'Image spam' could bring the internet to a standstill

13 April 2012

At first, they seem like your average junk email, containing share tips or an advertisement for Viagra, along with a small, slightly garbled picture.

But this, experts say, is the spam that could bring the internet to a virtual standstill this year.

To bypass anti-spam software, the emails use an image instead of text.

In the past six months, this "image spam" has seen a massive increase and now represents 35 per cent of all junk email, according to security software firm F-Secure.

Mikko Hypponen, chief research officer, said: "Image spam is taking up 70 per cent of the bandwidth bulge on account of the large file sizes every single one represents."

The emails, generally containing stock tips, come from gangs and even bored teenagers in the United States and Russia trying to inflate prices in a swindle called "pump-and-dump".

They promise that a cheap, usually American, stock will take off. The perpetrator then dumps his stock as buyers leap in before it collapses.

Dmitri Allperovitch of computer security company CipherTrust said: "They're niche companies with no profit and no products, so when you see a spike from almost no trades to two or three million when the spam is sent out, you know there were a lot of people who fell for it."

Researchers believe hackers have targeted the recipients of computers at Christmas and are using these machines. Most spam is sent by "botnets" - machines hijacked by hackers to send out email on their behalf.

Some researchers estimate about 10 per cent of the world's 650 million online computers are botnet victims. They say this year has already shown just how large the networks after one of the biggest crashed, resulting in a 30 per cent fall in spam for the week it was disabled.

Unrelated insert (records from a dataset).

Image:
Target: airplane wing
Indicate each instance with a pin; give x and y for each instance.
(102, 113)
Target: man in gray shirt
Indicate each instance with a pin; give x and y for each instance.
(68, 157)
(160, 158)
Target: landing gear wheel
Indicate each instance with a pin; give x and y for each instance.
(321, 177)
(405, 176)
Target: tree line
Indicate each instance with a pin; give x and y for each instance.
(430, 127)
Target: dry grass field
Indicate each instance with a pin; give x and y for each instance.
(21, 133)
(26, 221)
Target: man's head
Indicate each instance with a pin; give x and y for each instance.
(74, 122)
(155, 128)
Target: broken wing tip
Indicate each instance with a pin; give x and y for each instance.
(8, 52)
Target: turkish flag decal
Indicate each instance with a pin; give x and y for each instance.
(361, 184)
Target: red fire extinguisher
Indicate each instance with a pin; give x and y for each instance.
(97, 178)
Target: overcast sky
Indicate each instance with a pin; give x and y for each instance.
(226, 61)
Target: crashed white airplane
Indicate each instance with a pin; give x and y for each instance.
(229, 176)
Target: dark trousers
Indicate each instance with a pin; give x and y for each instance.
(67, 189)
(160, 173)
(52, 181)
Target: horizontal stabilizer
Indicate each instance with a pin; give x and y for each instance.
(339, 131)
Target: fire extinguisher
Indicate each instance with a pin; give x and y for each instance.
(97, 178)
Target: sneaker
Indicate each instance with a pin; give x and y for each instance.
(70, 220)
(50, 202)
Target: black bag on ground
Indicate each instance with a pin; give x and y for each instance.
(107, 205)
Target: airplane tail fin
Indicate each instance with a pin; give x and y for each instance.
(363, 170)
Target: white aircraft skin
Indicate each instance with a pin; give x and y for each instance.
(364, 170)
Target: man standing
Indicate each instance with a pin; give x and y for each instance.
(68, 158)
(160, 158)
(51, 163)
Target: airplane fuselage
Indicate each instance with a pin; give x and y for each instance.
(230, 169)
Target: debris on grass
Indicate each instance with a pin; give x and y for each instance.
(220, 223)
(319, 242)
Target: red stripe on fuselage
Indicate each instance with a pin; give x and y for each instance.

Diego d'Ambra of email monitors SoftScan said: "For years spam has just been steadily going up. A major botnet was almost certainly the cause of the fluctuation since botnets are now the single biggest factor in spam generation."

In the most notorious case so far, Jonathan Lebed, 15, from New Jersey, was prosecuted in 2000 for failing to disclose an interest in the shares he was promoting in chat rooms.

Lebed agreed to pay $285,000 (£150,900), which is thought to be significantly less than he made.

He claims to have gone legitimate with a stock-picking website.